Analysts say the North American customer is Apple.

The San Jose, California-based Broadcom also said going forward its two primary business segments will be semiconductor solutions and infrastructure software.

For the full year, Broadcom expects revenue of $24.50 billion, above analysts’ estimates of $22.40 billion, according to IBES data from Refinitiv.

Net income attributable to ordinary shares rose to $1.12 billion, or $2.64 per share, in the fourth quarter ended Nov. 4, from $532 million, or $1.25 per share, a year earlier.

Excluding items, the company earned $5.85 per share.

Net revenue rose 12.4 percent to $5.44 billion.

Analysts on average were expecting earnings of $5.58 per share on revenue of $5.39 billion.

Earlier Thursday, Nomura Instinet named Broadcom as one of its “best ideas” for investors in 2019.

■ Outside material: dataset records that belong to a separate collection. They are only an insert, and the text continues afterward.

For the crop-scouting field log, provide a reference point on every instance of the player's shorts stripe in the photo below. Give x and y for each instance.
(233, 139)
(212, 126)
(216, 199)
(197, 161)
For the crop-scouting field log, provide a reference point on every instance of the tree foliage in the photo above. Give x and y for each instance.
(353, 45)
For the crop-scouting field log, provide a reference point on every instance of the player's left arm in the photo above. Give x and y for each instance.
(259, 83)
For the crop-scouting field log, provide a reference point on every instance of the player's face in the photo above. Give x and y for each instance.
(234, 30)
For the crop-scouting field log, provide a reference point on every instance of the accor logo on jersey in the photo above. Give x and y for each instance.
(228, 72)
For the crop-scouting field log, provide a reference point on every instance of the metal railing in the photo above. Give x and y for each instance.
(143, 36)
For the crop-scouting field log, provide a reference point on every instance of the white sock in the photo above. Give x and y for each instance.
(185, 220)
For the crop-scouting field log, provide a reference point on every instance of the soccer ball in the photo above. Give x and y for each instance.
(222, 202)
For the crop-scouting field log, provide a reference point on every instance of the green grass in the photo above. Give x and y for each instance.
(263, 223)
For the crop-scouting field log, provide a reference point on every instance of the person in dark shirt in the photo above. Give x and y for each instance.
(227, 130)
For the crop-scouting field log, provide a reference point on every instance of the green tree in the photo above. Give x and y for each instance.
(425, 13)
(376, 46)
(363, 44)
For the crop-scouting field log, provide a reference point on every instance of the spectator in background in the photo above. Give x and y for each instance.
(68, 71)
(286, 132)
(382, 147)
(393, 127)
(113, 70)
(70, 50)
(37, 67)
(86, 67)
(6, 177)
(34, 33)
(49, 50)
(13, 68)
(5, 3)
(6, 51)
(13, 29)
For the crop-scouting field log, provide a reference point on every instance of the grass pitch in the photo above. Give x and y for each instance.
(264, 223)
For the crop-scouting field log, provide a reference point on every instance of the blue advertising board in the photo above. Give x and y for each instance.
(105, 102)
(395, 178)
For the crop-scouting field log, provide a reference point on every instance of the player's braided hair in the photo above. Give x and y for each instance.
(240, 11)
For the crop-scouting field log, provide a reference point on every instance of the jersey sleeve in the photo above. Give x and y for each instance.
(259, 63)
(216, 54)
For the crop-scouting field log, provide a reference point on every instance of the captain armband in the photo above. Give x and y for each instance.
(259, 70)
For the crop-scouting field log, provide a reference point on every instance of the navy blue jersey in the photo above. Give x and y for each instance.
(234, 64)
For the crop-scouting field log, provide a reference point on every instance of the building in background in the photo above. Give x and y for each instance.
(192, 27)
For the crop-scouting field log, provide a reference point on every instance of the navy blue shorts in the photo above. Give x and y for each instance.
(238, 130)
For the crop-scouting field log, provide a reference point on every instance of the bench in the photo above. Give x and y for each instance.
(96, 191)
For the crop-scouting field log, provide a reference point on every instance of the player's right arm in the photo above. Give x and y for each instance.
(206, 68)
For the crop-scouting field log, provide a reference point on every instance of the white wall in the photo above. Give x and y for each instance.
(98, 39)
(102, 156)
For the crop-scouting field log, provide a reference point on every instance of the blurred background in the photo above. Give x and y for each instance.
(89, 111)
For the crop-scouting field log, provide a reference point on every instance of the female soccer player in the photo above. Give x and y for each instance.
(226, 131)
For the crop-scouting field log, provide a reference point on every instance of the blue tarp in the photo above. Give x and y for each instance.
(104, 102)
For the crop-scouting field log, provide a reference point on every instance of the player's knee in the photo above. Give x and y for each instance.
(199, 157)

“After a volatile 2018, we expect strong share performance for Broadcom in the coming year,” Instinet analyst Romit Shah said in a report. The company’s acquisition of CA Technologies should drive its outperformance, he said. Broadcom purchased the enterprise software company on Nov. 5.

Broadcom stock has been battered this year by its failed acquisition of Qualcomm (QCOM) and weak Apple (AAPL) iPhone sales. Investors also expressed doubts about the merits of its CA purchase.